Thread Local Storage

Mon Mar 29 14:27:58 PST 2004

On Mon, 29 Mar 2004, Doug Rabson wrote:

> On Monday 29 March 2004 22:50, Julian Elischer wrote:
> > On Mon, 29 Mar 2004, Doug Rabson wrote:
> > > How do you do that without an expensive syscall?
> >
> > Each cpu has a GDT entry pointing to a slightly different location
> > and the kernel and the UTS co-operate as to making the contents of
> > that location keep track of the thread currently running. The kernel
> > always makes sure that %gs points to the correct place when it goes
> > back to userland and teh contents of that location is saved whenever
> > a thread sleeps and is restored whenever it wakes up again.
> >
> > it can even be in kernel memory space as long as teh segment
> > is defined as r/w to the user and the segment size is limitted to
> > just that region it is allowed to read from.
> > This actualy gives us a 'per thread' pointer rather than a per-kse
> > pointer which might allow us to go to the GNU version of TLS but we
> > haven't worked out the details..
> > David and peter have both looked at this but we haven't actually
> > tried to do it yet..
> 
> Yes, I understand about the per-cpu GDT thing. I've been reading linux 
> kernel code and glibc all afternoon and my brain is melting :-). It 
> would work great for libthr.
> 
> For the GNU TLS ABI, the %gs segment can't be in kernel space because of 
> the negative offset thing which is generated by the local exec TLS 
> model. That idiom requires the %gs segment to have a 4G limit so that 
> the negative addresses can wrap round properly. If it wasn't for that 
> single 'optimisation', we could just go with the GNU model right now.

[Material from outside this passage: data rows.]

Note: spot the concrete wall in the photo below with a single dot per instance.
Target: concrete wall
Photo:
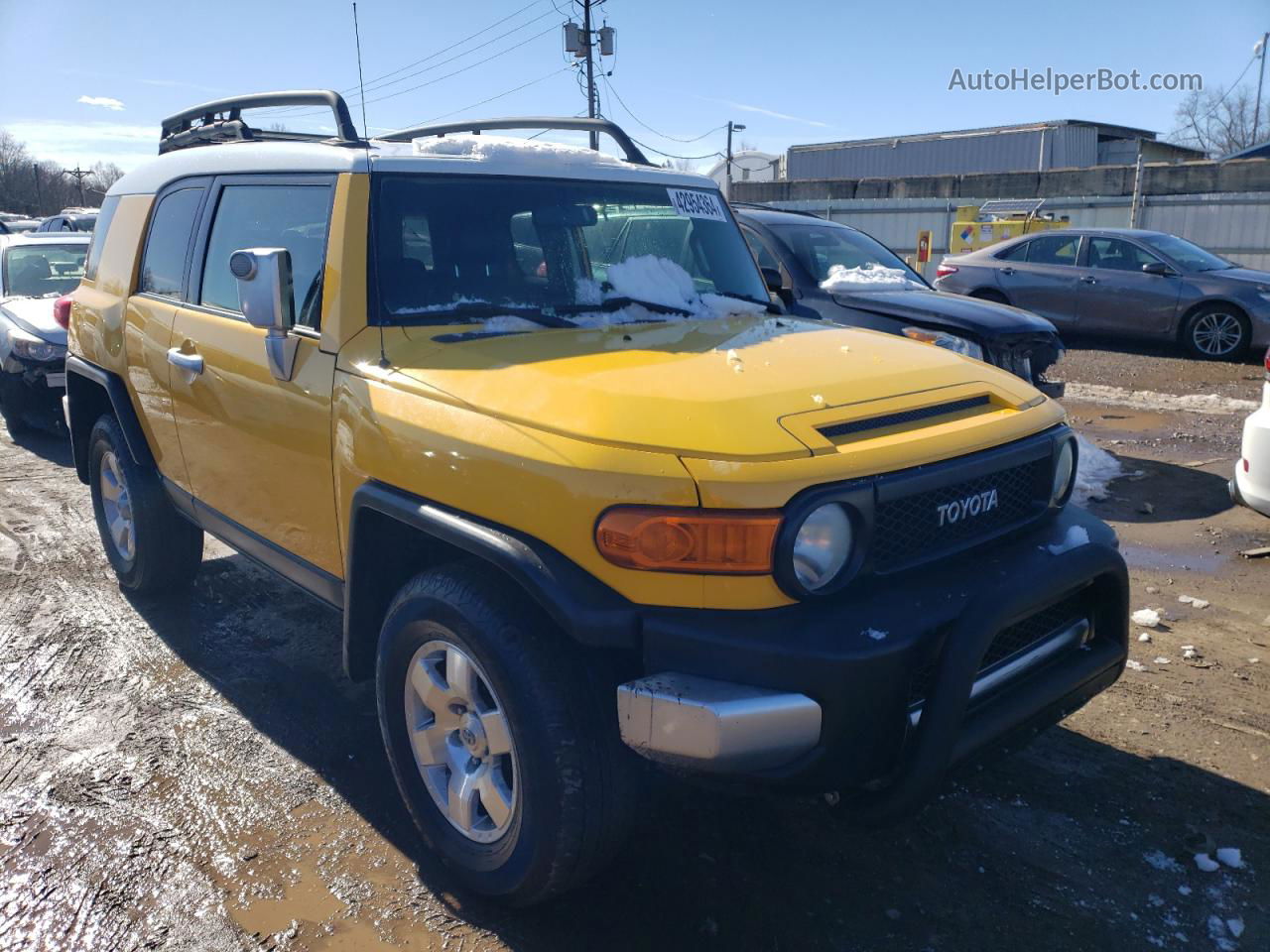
(1233, 222)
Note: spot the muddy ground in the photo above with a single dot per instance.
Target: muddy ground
(202, 777)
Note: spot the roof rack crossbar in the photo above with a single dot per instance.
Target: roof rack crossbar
(221, 119)
(529, 122)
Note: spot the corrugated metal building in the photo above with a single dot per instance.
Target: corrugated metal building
(1062, 144)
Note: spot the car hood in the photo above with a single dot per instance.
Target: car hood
(985, 318)
(719, 390)
(35, 315)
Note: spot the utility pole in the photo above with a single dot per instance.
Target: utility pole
(1256, 113)
(731, 127)
(79, 176)
(580, 41)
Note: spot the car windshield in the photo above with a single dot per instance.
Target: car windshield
(1191, 257)
(470, 248)
(48, 268)
(826, 249)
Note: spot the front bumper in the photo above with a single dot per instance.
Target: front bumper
(890, 670)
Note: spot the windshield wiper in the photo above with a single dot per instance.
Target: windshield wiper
(616, 303)
(467, 309)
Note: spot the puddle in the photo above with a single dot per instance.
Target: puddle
(1184, 558)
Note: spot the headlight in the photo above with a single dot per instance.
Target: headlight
(822, 546)
(949, 341)
(1065, 474)
(32, 348)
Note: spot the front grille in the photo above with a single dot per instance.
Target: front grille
(1012, 642)
(912, 530)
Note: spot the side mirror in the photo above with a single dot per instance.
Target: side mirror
(264, 294)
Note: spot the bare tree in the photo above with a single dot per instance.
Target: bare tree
(104, 175)
(1218, 121)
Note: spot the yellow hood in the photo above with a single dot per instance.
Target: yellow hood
(747, 388)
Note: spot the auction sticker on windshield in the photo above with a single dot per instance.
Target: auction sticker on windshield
(697, 204)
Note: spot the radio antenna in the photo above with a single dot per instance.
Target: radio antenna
(361, 82)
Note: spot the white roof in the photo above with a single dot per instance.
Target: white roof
(495, 157)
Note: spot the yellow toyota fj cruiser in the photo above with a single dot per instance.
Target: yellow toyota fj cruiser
(529, 416)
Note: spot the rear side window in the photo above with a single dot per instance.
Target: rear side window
(103, 225)
(163, 267)
(294, 217)
(1053, 250)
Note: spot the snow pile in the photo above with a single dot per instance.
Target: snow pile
(659, 281)
(1146, 617)
(1093, 471)
(522, 151)
(866, 276)
(1076, 537)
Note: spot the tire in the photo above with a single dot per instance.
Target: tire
(1216, 333)
(158, 551)
(562, 787)
(989, 295)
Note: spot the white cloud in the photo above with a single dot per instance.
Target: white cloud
(87, 143)
(761, 111)
(104, 102)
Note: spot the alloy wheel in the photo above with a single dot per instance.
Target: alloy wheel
(1218, 334)
(117, 507)
(461, 740)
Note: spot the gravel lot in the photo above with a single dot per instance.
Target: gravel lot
(203, 778)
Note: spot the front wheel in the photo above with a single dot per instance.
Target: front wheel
(1216, 333)
(499, 738)
(151, 547)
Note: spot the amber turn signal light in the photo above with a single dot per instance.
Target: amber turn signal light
(703, 540)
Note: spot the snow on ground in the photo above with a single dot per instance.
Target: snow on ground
(869, 275)
(1151, 400)
(1095, 468)
(524, 151)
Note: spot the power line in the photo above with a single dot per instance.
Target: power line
(483, 102)
(448, 75)
(638, 119)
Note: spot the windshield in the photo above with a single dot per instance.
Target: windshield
(1192, 258)
(445, 246)
(824, 246)
(48, 268)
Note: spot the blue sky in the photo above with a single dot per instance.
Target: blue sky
(810, 71)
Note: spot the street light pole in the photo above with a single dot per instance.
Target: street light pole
(1256, 113)
(731, 127)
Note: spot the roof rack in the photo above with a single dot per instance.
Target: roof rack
(530, 122)
(221, 121)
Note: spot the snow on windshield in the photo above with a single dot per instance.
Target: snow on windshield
(866, 277)
(508, 149)
(659, 281)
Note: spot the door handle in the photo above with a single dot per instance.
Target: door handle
(190, 363)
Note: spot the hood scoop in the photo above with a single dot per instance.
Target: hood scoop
(849, 428)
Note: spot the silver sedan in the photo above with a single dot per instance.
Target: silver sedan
(1123, 282)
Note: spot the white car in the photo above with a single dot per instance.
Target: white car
(1251, 483)
(35, 271)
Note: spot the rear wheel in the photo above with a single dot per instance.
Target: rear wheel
(502, 738)
(1216, 333)
(151, 547)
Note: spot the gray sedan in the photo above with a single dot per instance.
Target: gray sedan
(1123, 282)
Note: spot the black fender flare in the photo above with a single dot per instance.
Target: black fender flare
(581, 606)
(79, 375)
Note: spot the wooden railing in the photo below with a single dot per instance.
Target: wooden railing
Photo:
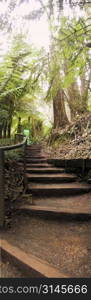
(23, 145)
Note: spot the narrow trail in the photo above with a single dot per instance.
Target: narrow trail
(53, 190)
(51, 229)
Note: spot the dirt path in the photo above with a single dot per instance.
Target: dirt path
(65, 245)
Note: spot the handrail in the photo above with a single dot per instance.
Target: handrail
(2, 150)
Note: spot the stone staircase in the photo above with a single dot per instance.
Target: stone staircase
(54, 192)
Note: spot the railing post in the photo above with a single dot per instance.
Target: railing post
(2, 205)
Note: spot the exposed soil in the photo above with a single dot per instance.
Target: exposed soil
(65, 245)
(9, 271)
(73, 141)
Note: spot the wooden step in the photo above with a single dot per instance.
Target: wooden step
(34, 160)
(58, 189)
(29, 264)
(34, 165)
(44, 170)
(46, 178)
(56, 212)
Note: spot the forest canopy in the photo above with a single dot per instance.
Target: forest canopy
(45, 63)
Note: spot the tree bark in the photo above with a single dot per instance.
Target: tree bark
(60, 117)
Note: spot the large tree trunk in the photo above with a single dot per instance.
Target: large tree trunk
(5, 130)
(1, 129)
(9, 129)
(60, 117)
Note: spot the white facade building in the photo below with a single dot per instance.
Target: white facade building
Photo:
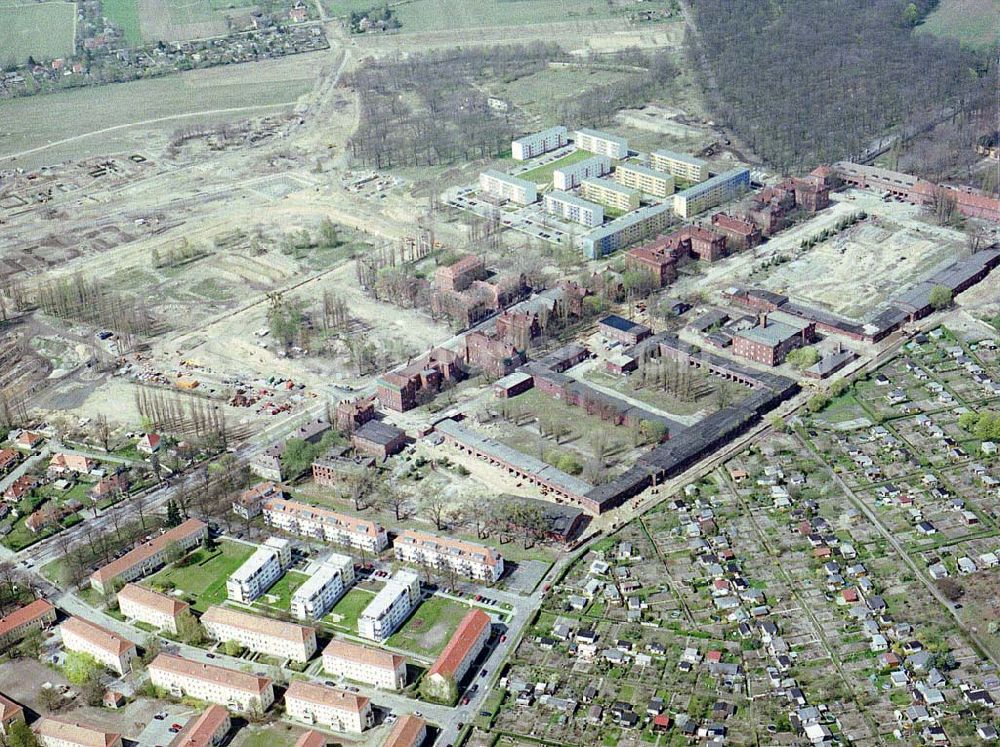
(602, 143)
(260, 571)
(464, 558)
(390, 606)
(363, 664)
(537, 143)
(573, 208)
(325, 586)
(508, 187)
(262, 634)
(237, 691)
(569, 177)
(322, 524)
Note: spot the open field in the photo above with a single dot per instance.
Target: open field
(543, 174)
(45, 121)
(40, 30)
(346, 612)
(203, 580)
(430, 627)
(972, 22)
(125, 15)
(543, 93)
(436, 15)
(852, 272)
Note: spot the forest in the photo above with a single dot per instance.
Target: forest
(810, 81)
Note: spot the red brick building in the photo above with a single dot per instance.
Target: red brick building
(353, 413)
(378, 439)
(405, 389)
(740, 234)
(774, 336)
(459, 276)
(491, 354)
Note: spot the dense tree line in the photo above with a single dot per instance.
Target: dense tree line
(804, 82)
(79, 298)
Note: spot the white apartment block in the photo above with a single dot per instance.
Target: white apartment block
(646, 180)
(237, 691)
(55, 732)
(322, 524)
(569, 177)
(602, 143)
(363, 664)
(573, 208)
(145, 605)
(262, 634)
(109, 649)
(337, 709)
(324, 587)
(260, 571)
(390, 606)
(148, 556)
(717, 190)
(537, 143)
(508, 187)
(610, 194)
(680, 165)
(464, 558)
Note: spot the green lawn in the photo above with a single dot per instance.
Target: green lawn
(543, 174)
(41, 30)
(972, 22)
(430, 628)
(279, 596)
(203, 581)
(125, 15)
(345, 613)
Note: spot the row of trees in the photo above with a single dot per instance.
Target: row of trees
(79, 298)
(804, 83)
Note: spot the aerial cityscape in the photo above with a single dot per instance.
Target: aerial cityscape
(499, 373)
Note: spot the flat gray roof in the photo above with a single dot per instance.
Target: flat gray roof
(560, 196)
(682, 157)
(504, 453)
(698, 189)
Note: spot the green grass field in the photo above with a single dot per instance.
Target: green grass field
(445, 15)
(125, 15)
(37, 121)
(543, 174)
(430, 628)
(279, 596)
(203, 581)
(345, 613)
(972, 22)
(40, 30)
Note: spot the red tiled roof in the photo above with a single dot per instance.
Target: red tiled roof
(98, 636)
(25, 614)
(460, 645)
(132, 558)
(201, 732)
(326, 696)
(363, 655)
(210, 673)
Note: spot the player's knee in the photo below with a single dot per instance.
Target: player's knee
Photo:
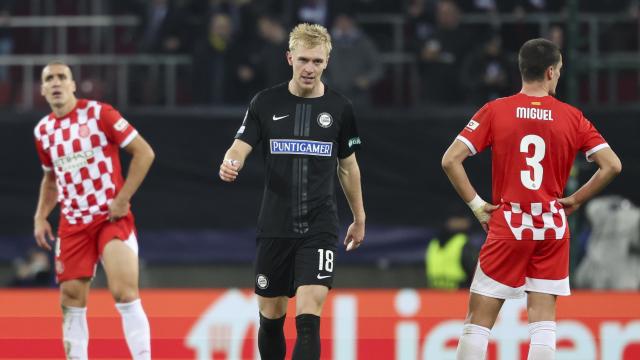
(124, 294)
(72, 294)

and how do they stop the user from accessing kernel space then?

> 
> My question is, given that we are switching threads in userland, how can 
> we get the right contents for the GDT without a syscall?
> 

as you note,
The thread library and the dynamic linker know ahead of time the size of
the static area needed for each thread.. i.e. the size of 
the area addresed -vely.

Unfortunatly you an only make use of this for N:N threads
(I dislike teh term 1:1, which in my mind is a single threaded program)
If you compile libpthread in 1:1 mode (define FORCE_SCOPE_SYSTEM when
you compile it) then this would work for us but for M:N threads it woudl
require a syscall for every context switch
(which removes the whole point of M:N threads. The reason for M:N
threads is the ability to hop between threads in userspace without doing
a kernel entry.

I tend to believe that going with the solaris model is good enough
for now and that we can try optimise later if we think its worth while.

We can use a 'simple per-CPU GDT %gs' and the solaris model and
get enough for our purposes...

lets just go with that..
amd64 and ia64 have their own challenges.